FIG. 1 is a graph in which a composite implant member of the present invention and a conventional composite implant member are each embedded in a living bone and the pull-out strengths after that are compared, and FIGS. 2 (a) to (c) are surface layers of the conventional composite implant member. FIG. 3 is an enlarged cross-sectional explanatory view showing a portion, and FIG. 3 is a graph showing a change in porosity in a surface layer portion in a thickness direction when diffusion bonding is performed on a base material layer by spongy Ti particles. 1 ... Base material layer, 2 ... Fine powder 3 ... Bead-like particles, 4 ... Striatum

 ─────────────────────────────────────────────────── ─── Continuation of the front page (72) Inventor Kenji Doi 6-4-1 Suganodai, Suma-ku, Kobe City, Hyogo Prefecture (56) References JP-A-63-160646 (JP, A) JP-A-63-59950 (JP) , A) JP 63-210079 (JP, A) JP 62-503011 (JP, A)

Claims (5)

[Claims] 1. A composite implant member comprising a porous surface layer formed by adhering powder or particles to the surface of a base material layer, wherein the powder or particles have a diameter of 10 to 100 μm.
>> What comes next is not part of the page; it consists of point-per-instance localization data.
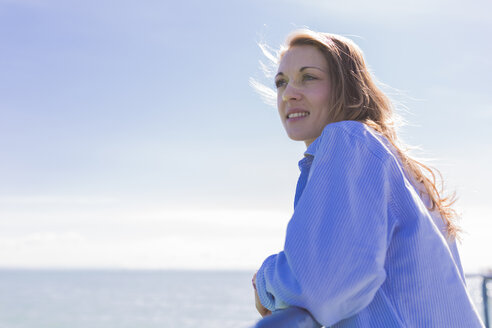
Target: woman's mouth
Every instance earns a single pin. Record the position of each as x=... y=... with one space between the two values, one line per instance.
x=297 y=116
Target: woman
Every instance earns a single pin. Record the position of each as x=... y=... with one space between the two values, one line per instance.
x=371 y=242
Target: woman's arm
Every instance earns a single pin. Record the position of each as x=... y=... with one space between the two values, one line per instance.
x=334 y=253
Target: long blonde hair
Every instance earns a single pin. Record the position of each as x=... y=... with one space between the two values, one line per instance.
x=355 y=96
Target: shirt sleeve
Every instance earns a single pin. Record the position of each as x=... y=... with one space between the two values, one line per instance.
x=336 y=241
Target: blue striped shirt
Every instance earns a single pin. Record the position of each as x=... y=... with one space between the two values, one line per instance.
x=361 y=248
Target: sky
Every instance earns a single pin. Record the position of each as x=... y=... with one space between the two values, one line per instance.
x=130 y=136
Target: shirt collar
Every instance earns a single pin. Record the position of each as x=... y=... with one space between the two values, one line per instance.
x=309 y=154
x=313 y=147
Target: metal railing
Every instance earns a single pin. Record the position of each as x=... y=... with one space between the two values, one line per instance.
x=294 y=317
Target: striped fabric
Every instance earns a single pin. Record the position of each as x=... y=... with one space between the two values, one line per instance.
x=361 y=248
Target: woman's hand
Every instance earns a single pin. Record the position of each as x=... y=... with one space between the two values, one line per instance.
x=261 y=309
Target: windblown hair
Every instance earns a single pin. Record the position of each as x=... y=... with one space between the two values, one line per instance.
x=355 y=96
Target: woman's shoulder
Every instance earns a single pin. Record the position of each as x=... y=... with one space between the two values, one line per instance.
x=358 y=136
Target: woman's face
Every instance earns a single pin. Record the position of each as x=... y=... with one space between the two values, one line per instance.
x=303 y=87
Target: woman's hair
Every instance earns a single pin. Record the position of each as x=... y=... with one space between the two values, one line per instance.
x=356 y=97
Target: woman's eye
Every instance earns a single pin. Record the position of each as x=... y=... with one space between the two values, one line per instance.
x=280 y=83
x=307 y=77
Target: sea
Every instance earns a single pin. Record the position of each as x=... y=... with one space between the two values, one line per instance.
x=133 y=298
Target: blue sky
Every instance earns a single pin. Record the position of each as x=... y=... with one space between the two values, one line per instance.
x=130 y=137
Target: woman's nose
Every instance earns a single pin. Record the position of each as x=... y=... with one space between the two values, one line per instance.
x=291 y=93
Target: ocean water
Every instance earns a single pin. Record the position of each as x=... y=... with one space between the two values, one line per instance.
x=143 y=299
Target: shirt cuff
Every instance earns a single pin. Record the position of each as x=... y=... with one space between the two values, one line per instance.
x=266 y=298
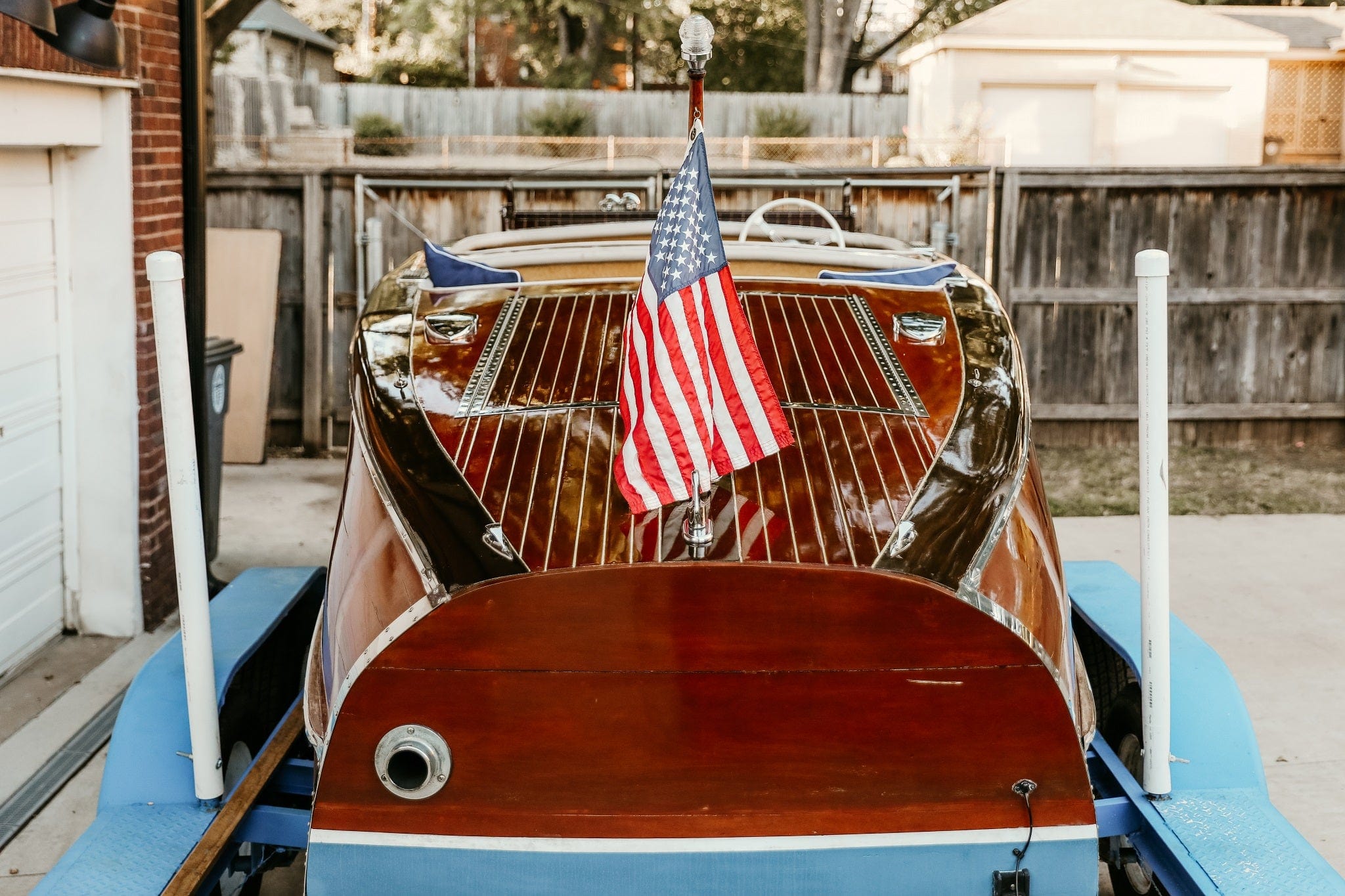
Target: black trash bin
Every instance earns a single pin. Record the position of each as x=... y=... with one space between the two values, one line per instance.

A composite implant member comprising an inorganic porous material having pores. 2. The composite implant member according to claim 1, wherein the inorganic porous body is spongy Ti. 3. The composite implant member according to claim 2, wherein the surface of spongy Ti is coated with apatites or an apatite-forming compound. 4. The porosity of the surface layer is so formed that the outermost surface side porosity is higher than the base material layer side porosity when viewed in the thickness direction. The composite implant member according to any one of claims. 5. An inorganic porous material having pores of 10 to 100 μm is crushed into asymmetric particles, and the particles are sprayed onto the surface of the base material layer,
A method for producing a composite implant member, which comprises diffusion-bonding a base material layer, particles, and particles to each other.